Economies aren’t smooth machines; they’re lumpy things, influenced by particular individuals with particular motivations and desires using particular resources.

Comparing with the Golden Age of Innovation

The biggest lump in Huebner’s comparison is that he’s comparing today to a period known popularly as the “Gilded Age” and which met its end under particularly suspicious circumstances.

The term “gilded” is a journalistic slander for what’s more naturally called our “Golden Age.” Why Golden? The pace of innovation in the last part of the nineteenth century should dazzle even a jaded iPhone-waving, Tinder-swiping hover-boarder. A partial list reads: electricity, telegraph, automobile, flight, steam turbine, moving pictures, wireless communications, broadcasting, plastics. We went from whale oil to kerosene then gas cooking. From Pony Express to telegraph then wireless broadcasting nationwide. The Golden Age reads straight out of sci-fi. Indeed, for all the gee-whizzery of today, I’d argue it’s quite debatable whether we even match these three decades from 1870 to 1900.

Progress Stymied by the Progressive Era

What makes the “Golden Age” doubly interesting is that it didn’t just dribble away. No, it ran into that great world-striding ideology: the Progressive Era. It was an era that promised a “scientific” reorganization of society, with one of their first priorities to tame the rampant beast of runaway capitalism; to replace the Law of the Jungle with a humane version that would take care of everybody.

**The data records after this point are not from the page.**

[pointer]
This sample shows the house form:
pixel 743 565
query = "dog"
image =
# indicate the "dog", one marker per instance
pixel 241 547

Concretely, the reformers aimed to domesticate corporations using a never-ending stream of regulations, backed by criminal prosecution for disobedience. This leash replaced the traditional control on corporate irresponsibility of tort law. The change from tort to regulation transformed the US system into one where companies become something between a felon on parole and the domesticated pets of government. Taxes were raised, sure, but the main mechanism was constraining business through regulations, fiat commands, and forced cartelizations such as the FDA, FCC, Federal Reserve, and hundreds of industry-specific regulators tasked with “rationalizing” competition in their fiefdoms.

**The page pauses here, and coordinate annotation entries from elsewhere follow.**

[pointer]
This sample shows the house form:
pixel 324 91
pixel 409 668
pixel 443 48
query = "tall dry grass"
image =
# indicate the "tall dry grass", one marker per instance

The result of this taming of business was, not shockingly, less innovation. After all, those rampant corporations weren’t doing all that innovation out of kindness, or to advance the torch of civilization. They were doing it so the greedy bastards could get rich. In a free market, the quickest way to make a fortune is to build a better mousetrap and sell it to the world. Edison, Carnegie, Rockefeller responded to incentives, making unimaginable advances so they could be rich.

Once these great innovators were tamed by regulatory micro-management and ever-increasing burdens, they start to settle down to a more-comfortable life. In many cases they switched their innovation investments into investing in regulations themselves. Milking what they got, buying further innovation-hobbling rules and cartels to feather their nests, instead of disrupting industry after industry.

Essentially, the Golden Age ended in a classic protection racket, trading protection for the leash.

The disruptors were tamed.

And, naturally, innovation collapsed. It wasn’t gone, but it was cut empirically by half. Giving us Huebner’s data in which — a zooming 1870s eventually ground down into a progressive slog. Innovation continues, to be sure, since we can stand on the shoulders of giants. But there’s nothing remotely like the TopHat Singularity of the 1870s.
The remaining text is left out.